Wednesday, December 21, 2011

Review: The Stupidest Angel by Christopher Moore

Reviewed by Christina

Full title: The Stupidest Angel: A Heartwarming Tale of Christmas Terror

Published
: 2004 (There's also a "Version 2.0" edition from 2005 that has the same text only with an bonus story tacked on to the end.)

It's about: I'm going to use the bookjacket description because it gives a better idea of the novel's style and tone than anything I could come up with:
"'Twas the night (okay, more like the week) before Christmas, and all through the tiny community of Pine cove, California, people are busy buying, wrapping, packing, and generally getting into the holiday spirit. It is the hap-hap-happiest time of the year, after all.
But not everybody is feeling the joy. Little Joshua Barker is in desperate need of a holiday miracle. No, he's not on his deathbed; no, his dog hasn't run away from home. But Josh is sure that he saw Santa take a shovel to the head, and now the seven=year-old has only one prayer: Please, Santa, come back from the dead.
But hold on! There's an angel waiting in the wings. (Wings, get it?) It's none other than the Archangel Raziel come to Earth seeking a small child with a wish that needs granting. Unfortunately, our angel's not sporting the brightest halo in the bunch, and before you can say 'Kris Kringle' he's botched his sacred mission and sent the residents of Pine Cove headlong into Christmas chaos, culminating in the most hilarious and horrifying holiday party the town has ever seen."
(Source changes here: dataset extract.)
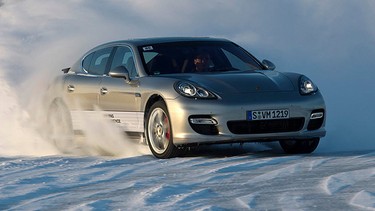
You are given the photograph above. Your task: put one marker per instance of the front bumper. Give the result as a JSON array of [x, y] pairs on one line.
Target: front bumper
[[229, 109]]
I thought: Remember last year when I included this book on my Top Ten Books to Read During the Holidays even though I hadn't actually read it yet? Well now I've read it. And the good news is that I don't regret putting it on that list. During the last month of the year, I relish a good strong dose of Christmas irreverence. I get so tired of everything being warm and fuzzy and special. So in its silliness and cynicism, The Stupidest Angel was the right read at the right time. I laughed, I rolled my eyes, I didn't shed a tear. It was great.
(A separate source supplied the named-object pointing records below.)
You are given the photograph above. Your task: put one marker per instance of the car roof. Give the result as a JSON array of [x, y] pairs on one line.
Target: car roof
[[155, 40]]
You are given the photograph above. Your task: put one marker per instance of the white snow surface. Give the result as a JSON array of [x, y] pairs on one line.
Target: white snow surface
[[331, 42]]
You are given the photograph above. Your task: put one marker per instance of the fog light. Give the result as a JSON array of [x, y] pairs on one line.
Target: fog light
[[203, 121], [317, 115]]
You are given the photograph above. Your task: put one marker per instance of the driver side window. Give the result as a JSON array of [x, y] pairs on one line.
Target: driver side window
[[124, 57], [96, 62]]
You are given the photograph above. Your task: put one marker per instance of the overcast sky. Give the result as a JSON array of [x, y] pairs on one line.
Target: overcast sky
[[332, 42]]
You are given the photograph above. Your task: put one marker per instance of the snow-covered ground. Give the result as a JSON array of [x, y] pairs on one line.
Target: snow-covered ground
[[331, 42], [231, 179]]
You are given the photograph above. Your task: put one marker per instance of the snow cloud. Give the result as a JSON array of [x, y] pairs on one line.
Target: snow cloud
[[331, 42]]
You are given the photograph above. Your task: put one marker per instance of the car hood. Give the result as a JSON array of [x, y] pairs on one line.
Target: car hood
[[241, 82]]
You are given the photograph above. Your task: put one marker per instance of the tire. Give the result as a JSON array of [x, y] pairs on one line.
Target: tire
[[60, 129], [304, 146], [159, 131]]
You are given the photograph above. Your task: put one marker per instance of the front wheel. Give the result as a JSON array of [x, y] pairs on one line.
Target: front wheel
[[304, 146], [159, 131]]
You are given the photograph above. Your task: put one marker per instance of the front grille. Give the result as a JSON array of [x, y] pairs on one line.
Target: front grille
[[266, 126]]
I also liked that Christopher Moore seemed to be seizing the idea that ANYTHING can happen in fiction. This book has a wacky plot that is just all over the place. There's a contagious sense of authorial joie de vivre that you don't often have in serious fiction. But it's clever and well-written enough to keep the intelligent reader interested.
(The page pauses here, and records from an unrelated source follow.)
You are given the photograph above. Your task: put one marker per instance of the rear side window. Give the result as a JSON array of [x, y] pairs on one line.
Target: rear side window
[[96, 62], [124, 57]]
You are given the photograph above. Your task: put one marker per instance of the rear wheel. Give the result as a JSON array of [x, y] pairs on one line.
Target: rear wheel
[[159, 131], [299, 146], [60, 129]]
I didn't go gaga over everything about it, though. I hate that certain forced feeling that I get sometimes when I'm reading books that are classified under the Humor heading. The "Wings, get it?" line in the synopsis above is a perfect example. It's a joke. It is intended to make you laugh, and that break in the fourth wall distracts and annoys me. No humorous book is ever going to be 100% successful all the time with every reader, and it makes me feel awkward to be reminded of that when I'm reading.

Still, I did laugh at a lot of Christopher Moore's jokes.

Verdict: Stick it on the shelf! I won't call it high art, but it's amusing and refreshing in sort of a dirty way.

Reading Recommendations: Check it out if Christmas makes you cranky, or if you liked Zombieland and/or Shaun of the Dead

Warnings: Guess what! Mr. Moore includes one himself! It reads: "If you're buying this book as a gift for your grandma or a kid, you should be aware that it contains cusswords as well as tasteful depictions of cannibalism and people in their forties having sex. Don't blame me. I told you."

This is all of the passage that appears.